In 1990 Sorin Biomedica introduced a new bileaflet heart valve called the Bicarbon valve. This design was reported to eliminate wear in the hinge mechanism. Clinical quality Sorin Bicarbon, CarboMedics, St. Jude Medical, Duromedics and Jyros valves were obtained to test this claim and to compare the wear in the pivot of this new valve to other available heart valves. The valves were visually inspected then subjected to 4,000 cycles at a physiological beat rate in vitro. The valves were re-inspected then subjected to 400 million cycles in a Reul type accelerated wear tester. Scanning electron microscope photographs were taken of all contact areas at 40, 80, 120, 160, 200, 240, 280 and 400 million cycles. Wear marks on the inflow side of the Sorin, CarboMedics and St. Jude leaflets were measured and compared. Orifice wear was not quantified because of difficulty with measuring inside complex depressions. After 4,000 cycles of testing at a physiological beat rate the CarboFilm(TM) coating on the Sorin orifice showed signs of erosion. The other valve components only exhibited minor burnishing after 4,000 cycles. Following completion of 400 million cycles in an accelerated wear tester, approximately ten years in vivo, all valves showed significant wear.

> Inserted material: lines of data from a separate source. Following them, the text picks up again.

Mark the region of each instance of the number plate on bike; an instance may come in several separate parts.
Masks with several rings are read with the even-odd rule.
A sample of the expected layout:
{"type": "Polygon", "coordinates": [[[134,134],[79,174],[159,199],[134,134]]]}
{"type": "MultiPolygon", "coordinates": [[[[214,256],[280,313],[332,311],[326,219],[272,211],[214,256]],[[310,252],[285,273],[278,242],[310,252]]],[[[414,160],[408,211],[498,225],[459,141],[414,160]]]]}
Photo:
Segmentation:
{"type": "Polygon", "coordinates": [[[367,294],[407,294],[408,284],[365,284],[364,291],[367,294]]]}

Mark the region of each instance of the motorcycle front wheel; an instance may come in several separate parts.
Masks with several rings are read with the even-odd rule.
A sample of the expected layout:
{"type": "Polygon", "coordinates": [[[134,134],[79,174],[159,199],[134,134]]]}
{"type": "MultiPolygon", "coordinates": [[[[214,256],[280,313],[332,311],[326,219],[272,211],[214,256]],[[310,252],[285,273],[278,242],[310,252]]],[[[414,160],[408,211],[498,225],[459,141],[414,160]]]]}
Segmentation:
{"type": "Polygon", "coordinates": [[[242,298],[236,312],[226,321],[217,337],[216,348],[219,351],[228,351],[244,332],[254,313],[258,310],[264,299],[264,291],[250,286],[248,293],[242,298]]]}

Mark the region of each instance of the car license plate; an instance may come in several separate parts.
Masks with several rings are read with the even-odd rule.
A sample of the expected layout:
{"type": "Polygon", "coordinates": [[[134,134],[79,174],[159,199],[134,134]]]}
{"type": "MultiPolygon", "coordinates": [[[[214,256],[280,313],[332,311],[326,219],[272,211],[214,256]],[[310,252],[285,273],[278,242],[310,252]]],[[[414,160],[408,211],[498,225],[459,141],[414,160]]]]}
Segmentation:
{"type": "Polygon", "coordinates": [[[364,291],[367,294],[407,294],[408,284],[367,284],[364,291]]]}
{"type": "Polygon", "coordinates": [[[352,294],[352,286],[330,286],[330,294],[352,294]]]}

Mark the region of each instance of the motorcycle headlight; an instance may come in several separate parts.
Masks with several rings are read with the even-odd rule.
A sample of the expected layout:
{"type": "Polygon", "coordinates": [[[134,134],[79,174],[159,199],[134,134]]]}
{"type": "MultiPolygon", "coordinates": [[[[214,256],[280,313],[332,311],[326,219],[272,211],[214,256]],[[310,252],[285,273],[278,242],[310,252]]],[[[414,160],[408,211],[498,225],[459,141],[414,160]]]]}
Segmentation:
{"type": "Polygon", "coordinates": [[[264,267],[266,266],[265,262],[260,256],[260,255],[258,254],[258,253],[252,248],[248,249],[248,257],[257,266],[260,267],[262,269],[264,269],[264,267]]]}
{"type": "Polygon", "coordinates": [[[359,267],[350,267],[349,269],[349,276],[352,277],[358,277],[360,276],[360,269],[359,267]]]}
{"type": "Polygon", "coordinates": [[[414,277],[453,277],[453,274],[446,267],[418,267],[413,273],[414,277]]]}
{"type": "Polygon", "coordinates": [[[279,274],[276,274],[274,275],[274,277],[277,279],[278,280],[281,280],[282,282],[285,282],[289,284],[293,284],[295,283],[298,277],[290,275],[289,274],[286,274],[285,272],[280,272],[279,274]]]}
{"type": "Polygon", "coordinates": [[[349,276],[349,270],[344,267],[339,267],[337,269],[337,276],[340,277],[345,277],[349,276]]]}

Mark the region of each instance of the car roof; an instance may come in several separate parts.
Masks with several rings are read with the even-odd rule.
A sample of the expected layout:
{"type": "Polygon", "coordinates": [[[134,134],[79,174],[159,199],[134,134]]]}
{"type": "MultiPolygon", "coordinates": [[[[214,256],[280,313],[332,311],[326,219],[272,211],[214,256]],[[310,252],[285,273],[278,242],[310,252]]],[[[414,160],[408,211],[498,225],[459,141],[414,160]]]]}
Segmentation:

The inflow face of the pivot on the Sorin Bicarbon leaflets exhibited the deepest wear marks. The CarboFilm coating on the Sorin Bicarbon orifices was removed from most areas of leaflet contact. The transition between the remaining coating and the eroded areas created a rough edge. The tips of the Sorin leaflets contacted the bottom of the orifice pivot, in contrast to the St. Jude Medical and CarboMedics designs, which had minimal contact between the leaflet and the orifice.